Search code examples
pythonstringnumpytruncatedgenfromtxt

Python loadtxt and genfromtxt truncate strings


I have a 2-column array mixed type array that I need to read in and reshape into a data cube. I've got most of it working, but for some reason both numpy.loadtxt and np.genfromtxt drop everything after the 8th character from the string part of the tuple. I have 25 blocks of 8 parameter-value pairs corresponding to stars of varying masses and metallicities. For instance, Teff \t\t 5.2739E+3 (there are 2 tabs between the string and the float) converts to a key-value pair just fine, but MASS/MSUN \t\t 0.800 gets converted to 'MASS/MSU':0.800 instead of 'MASS/MSUN':0.800 like I expected. Similarly,LOG(L/LSUN) \t\t 0.0522 becomes 'LOG(L/LS': 0.0522 instead of 'LOG(L/LSUN)': 0.0522 Why are the last characters in the strings falling off? I've tried setting the delimiters to only tabs, only tabs and newlines (didn't seem to like that), commented out the lines between blocks, etc. Seems like no matter what I do, the character limit for each string is stuck at 8. There must be a string subtype I need to declare. I've made a workaround, it just bothers me.

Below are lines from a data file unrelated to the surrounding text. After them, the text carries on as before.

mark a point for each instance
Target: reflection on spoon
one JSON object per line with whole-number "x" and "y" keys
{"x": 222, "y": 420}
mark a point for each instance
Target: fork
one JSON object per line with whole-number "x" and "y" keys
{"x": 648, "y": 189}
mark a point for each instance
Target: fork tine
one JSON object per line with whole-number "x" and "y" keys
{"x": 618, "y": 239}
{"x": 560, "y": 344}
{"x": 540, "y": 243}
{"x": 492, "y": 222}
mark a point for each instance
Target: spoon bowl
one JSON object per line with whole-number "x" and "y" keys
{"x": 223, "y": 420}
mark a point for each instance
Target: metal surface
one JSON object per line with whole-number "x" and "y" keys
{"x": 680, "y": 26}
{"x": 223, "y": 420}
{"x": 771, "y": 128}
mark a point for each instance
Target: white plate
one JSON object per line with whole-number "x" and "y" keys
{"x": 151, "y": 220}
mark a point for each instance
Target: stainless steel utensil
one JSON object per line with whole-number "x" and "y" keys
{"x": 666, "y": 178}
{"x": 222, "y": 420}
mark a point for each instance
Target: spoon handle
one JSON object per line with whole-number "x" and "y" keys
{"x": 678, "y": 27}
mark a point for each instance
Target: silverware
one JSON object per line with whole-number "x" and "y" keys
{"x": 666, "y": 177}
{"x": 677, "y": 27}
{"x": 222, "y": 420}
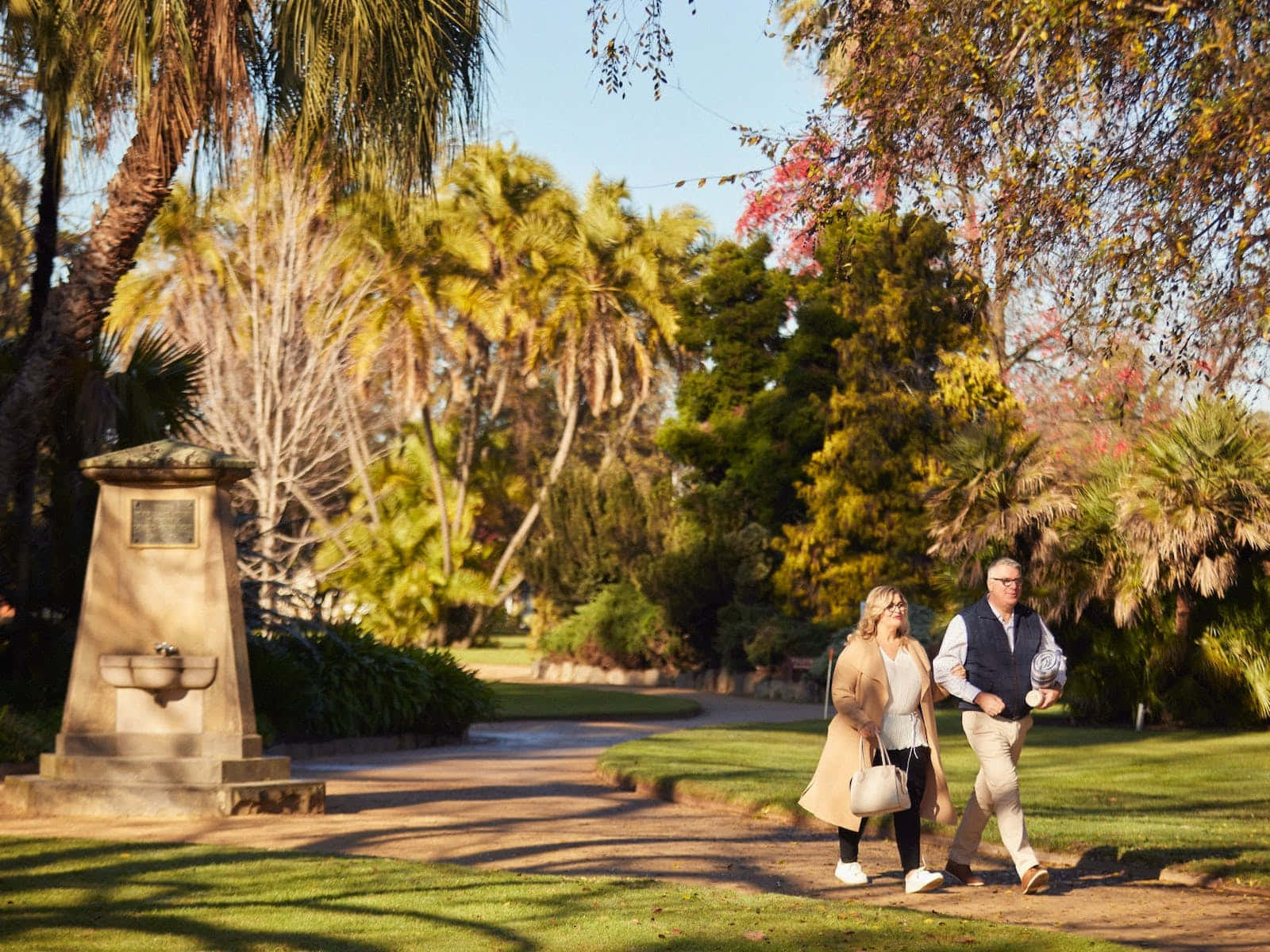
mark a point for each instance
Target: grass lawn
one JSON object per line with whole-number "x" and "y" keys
{"x": 512, "y": 649}
{"x": 1199, "y": 800}
{"x": 79, "y": 895}
{"x": 518, "y": 700}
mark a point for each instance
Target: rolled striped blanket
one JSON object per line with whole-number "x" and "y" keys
{"x": 1045, "y": 666}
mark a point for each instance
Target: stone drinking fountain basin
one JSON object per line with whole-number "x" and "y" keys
{"x": 156, "y": 673}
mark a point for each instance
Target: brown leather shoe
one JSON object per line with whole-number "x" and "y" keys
{"x": 1035, "y": 880}
{"x": 963, "y": 873}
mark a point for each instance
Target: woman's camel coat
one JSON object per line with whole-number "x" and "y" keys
{"x": 860, "y": 695}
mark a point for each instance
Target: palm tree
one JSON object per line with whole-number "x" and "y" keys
{"x": 1193, "y": 512}
{"x": 1000, "y": 494}
{"x": 370, "y": 86}
{"x": 491, "y": 244}
{"x": 613, "y": 319}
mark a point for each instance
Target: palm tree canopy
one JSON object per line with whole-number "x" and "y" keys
{"x": 371, "y": 86}
{"x": 1197, "y": 505}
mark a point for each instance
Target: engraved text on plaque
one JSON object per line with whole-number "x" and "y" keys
{"x": 163, "y": 522}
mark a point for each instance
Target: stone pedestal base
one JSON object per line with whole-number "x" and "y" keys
{"x": 162, "y": 787}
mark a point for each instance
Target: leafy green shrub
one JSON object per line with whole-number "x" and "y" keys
{"x": 23, "y": 736}
{"x": 765, "y": 635}
{"x": 36, "y": 660}
{"x": 619, "y": 628}
{"x": 336, "y": 681}
{"x": 706, "y": 569}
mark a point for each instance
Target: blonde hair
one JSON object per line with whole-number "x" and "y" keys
{"x": 876, "y": 606}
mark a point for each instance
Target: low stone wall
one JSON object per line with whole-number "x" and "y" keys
{"x": 746, "y": 683}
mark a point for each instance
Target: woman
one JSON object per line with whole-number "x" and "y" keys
{"x": 883, "y": 691}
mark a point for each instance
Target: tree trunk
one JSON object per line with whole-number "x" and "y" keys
{"x": 46, "y": 226}
{"x": 438, "y": 490}
{"x": 76, "y": 309}
{"x": 522, "y": 532}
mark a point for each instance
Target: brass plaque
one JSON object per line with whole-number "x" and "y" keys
{"x": 164, "y": 522}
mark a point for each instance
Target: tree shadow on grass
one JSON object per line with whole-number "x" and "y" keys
{"x": 76, "y": 895}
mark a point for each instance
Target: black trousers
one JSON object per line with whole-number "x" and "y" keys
{"x": 908, "y": 823}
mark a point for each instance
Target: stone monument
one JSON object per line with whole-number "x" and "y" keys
{"x": 159, "y": 719}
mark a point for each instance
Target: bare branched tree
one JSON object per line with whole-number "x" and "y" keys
{"x": 272, "y": 287}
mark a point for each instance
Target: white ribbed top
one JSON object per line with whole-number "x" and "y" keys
{"x": 902, "y": 715}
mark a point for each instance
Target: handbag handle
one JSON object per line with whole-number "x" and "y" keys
{"x": 882, "y": 748}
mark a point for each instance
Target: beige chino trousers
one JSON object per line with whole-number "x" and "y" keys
{"x": 997, "y": 744}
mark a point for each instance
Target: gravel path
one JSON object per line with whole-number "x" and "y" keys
{"x": 524, "y": 797}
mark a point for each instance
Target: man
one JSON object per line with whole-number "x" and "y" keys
{"x": 986, "y": 663}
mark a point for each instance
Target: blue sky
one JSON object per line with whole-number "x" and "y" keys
{"x": 545, "y": 95}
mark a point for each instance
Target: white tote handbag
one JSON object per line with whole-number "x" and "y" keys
{"x": 880, "y": 789}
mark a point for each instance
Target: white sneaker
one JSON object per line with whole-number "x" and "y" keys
{"x": 851, "y": 873}
{"x": 922, "y": 880}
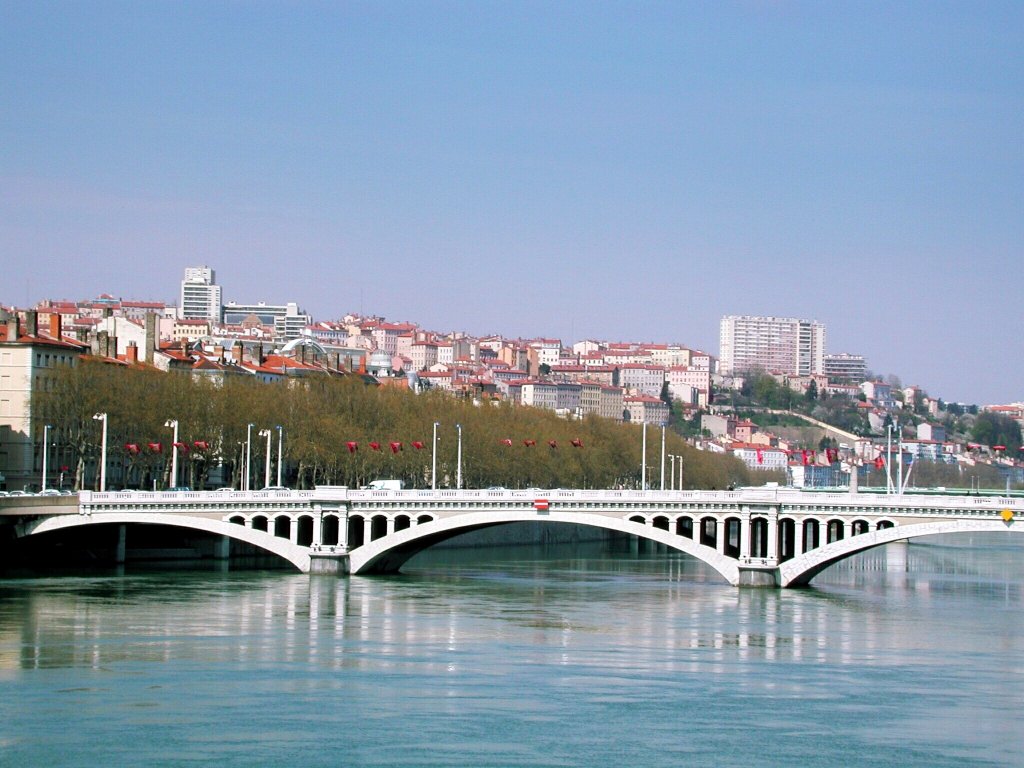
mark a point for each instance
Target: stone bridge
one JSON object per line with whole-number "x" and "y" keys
{"x": 752, "y": 537}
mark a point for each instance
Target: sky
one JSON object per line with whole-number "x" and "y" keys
{"x": 605, "y": 170}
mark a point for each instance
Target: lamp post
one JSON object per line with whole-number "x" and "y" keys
{"x": 433, "y": 459}
{"x": 174, "y": 452}
{"x": 643, "y": 460}
{"x": 663, "y": 457}
{"x": 266, "y": 471}
{"x": 102, "y": 454}
{"x": 46, "y": 442}
{"x": 281, "y": 442}
{"x": 458, "y": 471}
{"x": 249, "y": 454}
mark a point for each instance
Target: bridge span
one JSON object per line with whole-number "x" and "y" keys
{"x": 752, "y": 537}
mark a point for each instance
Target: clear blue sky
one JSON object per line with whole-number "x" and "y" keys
{"x": 626, "y": 170}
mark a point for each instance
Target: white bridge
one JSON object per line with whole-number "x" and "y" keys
{"x": 752, "y": 537}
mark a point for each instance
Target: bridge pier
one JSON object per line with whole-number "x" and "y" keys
{"x": 764, "y": 576}
{"x": 329, "y": 562}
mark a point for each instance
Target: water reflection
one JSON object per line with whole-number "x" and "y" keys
{"x": 476, "y": 659}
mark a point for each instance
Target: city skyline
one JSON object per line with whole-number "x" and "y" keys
{"x": 632, "y": 171}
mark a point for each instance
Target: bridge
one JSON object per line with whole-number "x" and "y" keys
{"x": 767, "y": 537}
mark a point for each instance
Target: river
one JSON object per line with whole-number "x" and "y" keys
{"x": 912, "y": 655}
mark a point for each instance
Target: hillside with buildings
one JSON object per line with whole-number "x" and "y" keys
{"x": 773, "y": 397}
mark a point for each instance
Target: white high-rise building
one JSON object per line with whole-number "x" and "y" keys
{"x": 784, "y": 345}
{"x": 200, "y": 295}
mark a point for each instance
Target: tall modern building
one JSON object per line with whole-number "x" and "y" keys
{"x": 200, "y": 295}
{"x": 776, "y": 344}
{"x": 288, "y": 321}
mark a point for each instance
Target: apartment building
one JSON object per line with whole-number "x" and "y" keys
{"x": 200, "y": 298}
{"x": 785, "y": 345}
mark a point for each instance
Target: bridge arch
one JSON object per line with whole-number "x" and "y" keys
{"x": 298, "y": 556}
{"x": 800, "y": 570}
{"x": 390, "y": 553}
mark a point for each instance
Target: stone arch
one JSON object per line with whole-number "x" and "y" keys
{"x": 391, "y": 552}
{"x": 800, "y": 570}
{"x": 294, "y": 554}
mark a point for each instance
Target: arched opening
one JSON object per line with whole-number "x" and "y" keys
{"x": 786, "y": 539}
{"x": 355, "y": 528}
{"x": 733, "y": 537}
{"x": 759, "y": 537}
{"x": 330, "y": 530}
{"x": 709, "y": 531}
{"x": 304, "y": 535}
{"x": 812, "y": 535}
{"x": 836, "y": 531}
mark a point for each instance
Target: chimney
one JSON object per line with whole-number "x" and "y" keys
{"x": 151, "y": 338}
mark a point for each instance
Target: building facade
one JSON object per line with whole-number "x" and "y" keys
{"x": 200, "y": 295}
{"x": 783, "y": 345}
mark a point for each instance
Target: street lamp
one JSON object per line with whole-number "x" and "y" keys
{"x": 663, "y": 457}
{"x": 643, "y": 460}
{"x": 102, "y": 454}
{"x": 458, "y": 471}
{"x": 433, "y": 459}
{"x": 173, "y": 423}
{"x": 249, "y": 454}
{"x": 266, "y": 472}
{"x": 281, "y": 442}
{"x": 46, "y": 442}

This is my code (I'm using the Spyder GUI, BTW):

>>>f=np.genfromtxt("zamsdata.txt",dtype=(str,float))
>>>zcube = defaultdict(lambda: defaultdict(lambda: defaultdict(list)))
>>>infotups=[]
>>>for row in f:
>>>    if 'MASS' in row[0]:
>>>        mass=str(row[1])
>>>        continue #rows are in repeating order of MASS, X, Y, Pc, Tc, R, L, Te, LOG(Te) & LOG(L/LSUN)
>>>    if 'X' in row[0]:
>>>        hydfrac=str(row[1])
>>>        continue
>>>    else:
>>>        infotups=infotups+[[hydfrac,mass,str(row[0]),row[1]]]
>>>        
>>>for l,m,a,o in infotups:
>>>    zcube[l][m][a].append(o)

Solution

  • When the data type of a field is specified to be str, it looks like the default size assigned to the field by genfromtxt is eight characters. If you know that the maximum number of characters is, say, 12, you could use dtype=['S12', float]. (Note that I've used a list, not a tuple.) You could also use dtype=None, which tells genfromtxt to figure out the data type of each field from what it finds in the file.